The Bones of Paris
by Laurie R. King
published by Bantam Books
September 10, 2013
I received an advance ebook through Net Galley in return for an honest review.
Summary
Paris, France; September, 1929. For Harris Stuyvesant, the assignment is a private investigator’s dream—he’s getting paid to troll the cafés and bars of Montparnasse, looking for a pretty young woman. The American agent has a healthy appreciation for la vie Bohème, despite having worked for years at the U.S. Bureau of Investigation. The missing person in question is Philippa Crosby, a twenty-two year old from Boston who has been living in Paris, modeling and acting. Her family became alarmed when she stopped all communications, and Stuyvesant agreed to track her down. He wholly expects to find her in the arms of some up-and-coming artist, perhaps experimenting with the cocaine that is suddenly available on every rue andboulevard.

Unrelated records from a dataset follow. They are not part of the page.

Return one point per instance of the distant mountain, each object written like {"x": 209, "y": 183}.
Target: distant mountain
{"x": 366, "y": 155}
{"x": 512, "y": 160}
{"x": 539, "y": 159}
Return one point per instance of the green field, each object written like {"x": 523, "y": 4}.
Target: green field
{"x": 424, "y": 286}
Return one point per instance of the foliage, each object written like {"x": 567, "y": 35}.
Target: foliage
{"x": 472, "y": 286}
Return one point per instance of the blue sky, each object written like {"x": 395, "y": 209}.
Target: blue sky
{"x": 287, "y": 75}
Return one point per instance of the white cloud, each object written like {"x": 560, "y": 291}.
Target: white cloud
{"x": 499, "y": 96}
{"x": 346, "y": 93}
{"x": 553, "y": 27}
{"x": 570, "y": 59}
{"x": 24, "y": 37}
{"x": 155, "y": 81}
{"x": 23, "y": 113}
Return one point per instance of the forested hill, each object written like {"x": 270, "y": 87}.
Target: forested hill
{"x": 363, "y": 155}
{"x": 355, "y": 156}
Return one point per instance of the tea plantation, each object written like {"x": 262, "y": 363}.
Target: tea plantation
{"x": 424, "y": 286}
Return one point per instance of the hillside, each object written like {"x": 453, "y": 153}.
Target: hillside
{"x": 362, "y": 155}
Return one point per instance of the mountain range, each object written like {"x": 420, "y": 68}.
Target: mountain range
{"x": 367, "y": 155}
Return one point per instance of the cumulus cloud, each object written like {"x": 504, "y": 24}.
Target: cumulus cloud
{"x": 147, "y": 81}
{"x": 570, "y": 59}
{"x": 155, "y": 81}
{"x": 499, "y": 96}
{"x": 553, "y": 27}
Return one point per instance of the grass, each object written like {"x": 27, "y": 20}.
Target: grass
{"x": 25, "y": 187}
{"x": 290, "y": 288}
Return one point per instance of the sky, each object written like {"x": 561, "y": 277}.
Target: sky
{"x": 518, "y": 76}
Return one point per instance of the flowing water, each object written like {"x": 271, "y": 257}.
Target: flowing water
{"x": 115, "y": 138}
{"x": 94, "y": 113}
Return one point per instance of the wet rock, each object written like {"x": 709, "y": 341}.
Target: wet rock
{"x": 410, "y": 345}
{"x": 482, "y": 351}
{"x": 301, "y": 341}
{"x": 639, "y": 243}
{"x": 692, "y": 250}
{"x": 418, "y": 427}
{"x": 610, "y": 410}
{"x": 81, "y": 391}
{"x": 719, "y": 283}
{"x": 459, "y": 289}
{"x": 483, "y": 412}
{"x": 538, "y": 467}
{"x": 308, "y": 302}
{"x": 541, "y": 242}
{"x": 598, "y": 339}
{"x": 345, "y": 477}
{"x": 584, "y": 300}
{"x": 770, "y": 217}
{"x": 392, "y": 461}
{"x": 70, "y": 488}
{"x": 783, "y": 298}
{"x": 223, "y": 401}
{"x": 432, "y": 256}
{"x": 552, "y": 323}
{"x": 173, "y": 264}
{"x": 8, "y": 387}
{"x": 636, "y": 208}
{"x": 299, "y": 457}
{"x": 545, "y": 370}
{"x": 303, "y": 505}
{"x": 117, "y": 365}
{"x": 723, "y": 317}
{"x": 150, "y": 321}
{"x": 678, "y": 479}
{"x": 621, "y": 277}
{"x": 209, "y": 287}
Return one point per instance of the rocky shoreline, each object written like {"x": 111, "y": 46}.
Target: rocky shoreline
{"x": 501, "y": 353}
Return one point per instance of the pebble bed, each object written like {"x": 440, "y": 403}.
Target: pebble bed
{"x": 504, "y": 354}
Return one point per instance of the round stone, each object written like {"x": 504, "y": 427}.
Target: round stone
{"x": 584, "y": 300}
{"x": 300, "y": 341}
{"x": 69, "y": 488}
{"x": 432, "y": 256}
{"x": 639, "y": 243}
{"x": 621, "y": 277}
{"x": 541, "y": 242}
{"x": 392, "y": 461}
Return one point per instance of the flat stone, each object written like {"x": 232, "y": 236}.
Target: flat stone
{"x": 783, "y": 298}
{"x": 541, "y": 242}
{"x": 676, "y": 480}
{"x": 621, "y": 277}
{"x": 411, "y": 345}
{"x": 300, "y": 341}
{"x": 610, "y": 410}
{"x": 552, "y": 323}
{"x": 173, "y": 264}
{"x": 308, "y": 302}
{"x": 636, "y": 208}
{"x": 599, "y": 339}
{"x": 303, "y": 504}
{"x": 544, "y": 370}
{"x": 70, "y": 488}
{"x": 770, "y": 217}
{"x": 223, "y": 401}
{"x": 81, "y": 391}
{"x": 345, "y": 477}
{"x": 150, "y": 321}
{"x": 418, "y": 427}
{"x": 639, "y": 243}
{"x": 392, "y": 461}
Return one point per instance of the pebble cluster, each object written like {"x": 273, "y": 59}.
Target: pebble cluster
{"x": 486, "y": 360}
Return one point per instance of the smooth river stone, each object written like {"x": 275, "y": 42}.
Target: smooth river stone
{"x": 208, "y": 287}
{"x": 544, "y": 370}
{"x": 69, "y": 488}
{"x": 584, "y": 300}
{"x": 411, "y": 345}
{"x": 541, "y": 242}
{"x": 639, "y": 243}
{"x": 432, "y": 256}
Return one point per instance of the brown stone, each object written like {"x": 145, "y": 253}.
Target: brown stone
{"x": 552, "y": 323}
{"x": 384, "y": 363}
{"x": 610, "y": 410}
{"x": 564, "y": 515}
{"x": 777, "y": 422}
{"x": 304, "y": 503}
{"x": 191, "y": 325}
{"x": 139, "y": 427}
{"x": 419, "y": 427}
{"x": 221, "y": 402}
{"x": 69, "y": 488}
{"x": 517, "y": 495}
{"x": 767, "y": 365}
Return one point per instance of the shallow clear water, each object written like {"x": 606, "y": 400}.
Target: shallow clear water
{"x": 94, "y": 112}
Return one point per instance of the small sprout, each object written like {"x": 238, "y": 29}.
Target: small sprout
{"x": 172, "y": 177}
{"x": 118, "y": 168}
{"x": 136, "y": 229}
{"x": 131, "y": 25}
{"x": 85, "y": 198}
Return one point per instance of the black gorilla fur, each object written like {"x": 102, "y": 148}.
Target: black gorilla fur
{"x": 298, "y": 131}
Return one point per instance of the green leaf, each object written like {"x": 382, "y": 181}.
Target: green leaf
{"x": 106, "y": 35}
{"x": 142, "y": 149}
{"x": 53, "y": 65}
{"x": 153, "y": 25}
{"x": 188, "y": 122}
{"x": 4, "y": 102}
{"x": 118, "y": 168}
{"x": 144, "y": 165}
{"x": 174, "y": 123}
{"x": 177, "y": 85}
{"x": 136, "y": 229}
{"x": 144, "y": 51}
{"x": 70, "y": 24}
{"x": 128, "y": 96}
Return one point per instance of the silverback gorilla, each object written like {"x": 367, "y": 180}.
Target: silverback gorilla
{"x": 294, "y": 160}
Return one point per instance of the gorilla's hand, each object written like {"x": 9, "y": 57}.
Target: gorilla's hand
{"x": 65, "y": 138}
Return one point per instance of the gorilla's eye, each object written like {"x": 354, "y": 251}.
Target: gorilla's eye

As Stuyvesant follows Philippa’s trail through the thriving, decadent ex-patriate community of artists and writers, he finds that she is known to many of its famous—and infamous—inhabitants, from Shakespeare & Co’s Sylvia Beach to the Surrealist photographer Man Ray. But when the evidence leads Stuyvesant to the Théâtre du Grand-Guignol in Montmartre, his investigation takes a sharp, disturbing turn. At the Grand-Guignol, murder, insanity, and sexual perversion are all staged to brutal effect in short, gut-churning acts. Depravity as art; savage human nature on stage.
Soon, it becomes clear that one missing girl is a drop in the bucket. Here, amid the glittering lights of the cabarets, hides a monster whose artistic coup de grace is to be rendered in blood and gore. And Stuyvesant will have to descend into the darkest depths of perversion to find a killer . . . sifting through The Bones of Paris. (from http://www.laurierking.com)
My Review
When I requested this book, I thought-ok, fun little mystery. WRONG! It was so much more. There is the mystery, but it is wrapped in amazing layers of history! The author makes you feel as if you are looking directly into Paris at the end of the 1920’s. She introduces you to real people of the era-painter, singers, and authors. As the main character, Harris Stuyvesant, searches the city for a young missing American, we meet and hang out with the famous artist Man Ray, singers Brictkop and Josephine Baker, along with Cole Porter, Ernest Hemingway, and Kiki of Montparnasse. It is an intricate story, that unfolds slowly, but I found myself unable to go slowly, instead plowing on ahead even when I wanted to take a break. I loved the way the author brought me right into the different neighborhoods of Paris in 1929. You can hear the Jazz and taste the champagne right along with Harris. As Harris comes to grips with the starkness of the Surrealist and Dada movements and the horror of the Grand-Guignol, you are right there also.
I really recommend this book-while it had some pretty intense parts, it was a fast read and kept my interest the entire time. I really didn’t want it to end. I hope the author, who also wrote The Beekeeper’s Apprentice (which is now on my TBR list), writes more books with these characters and in this setting.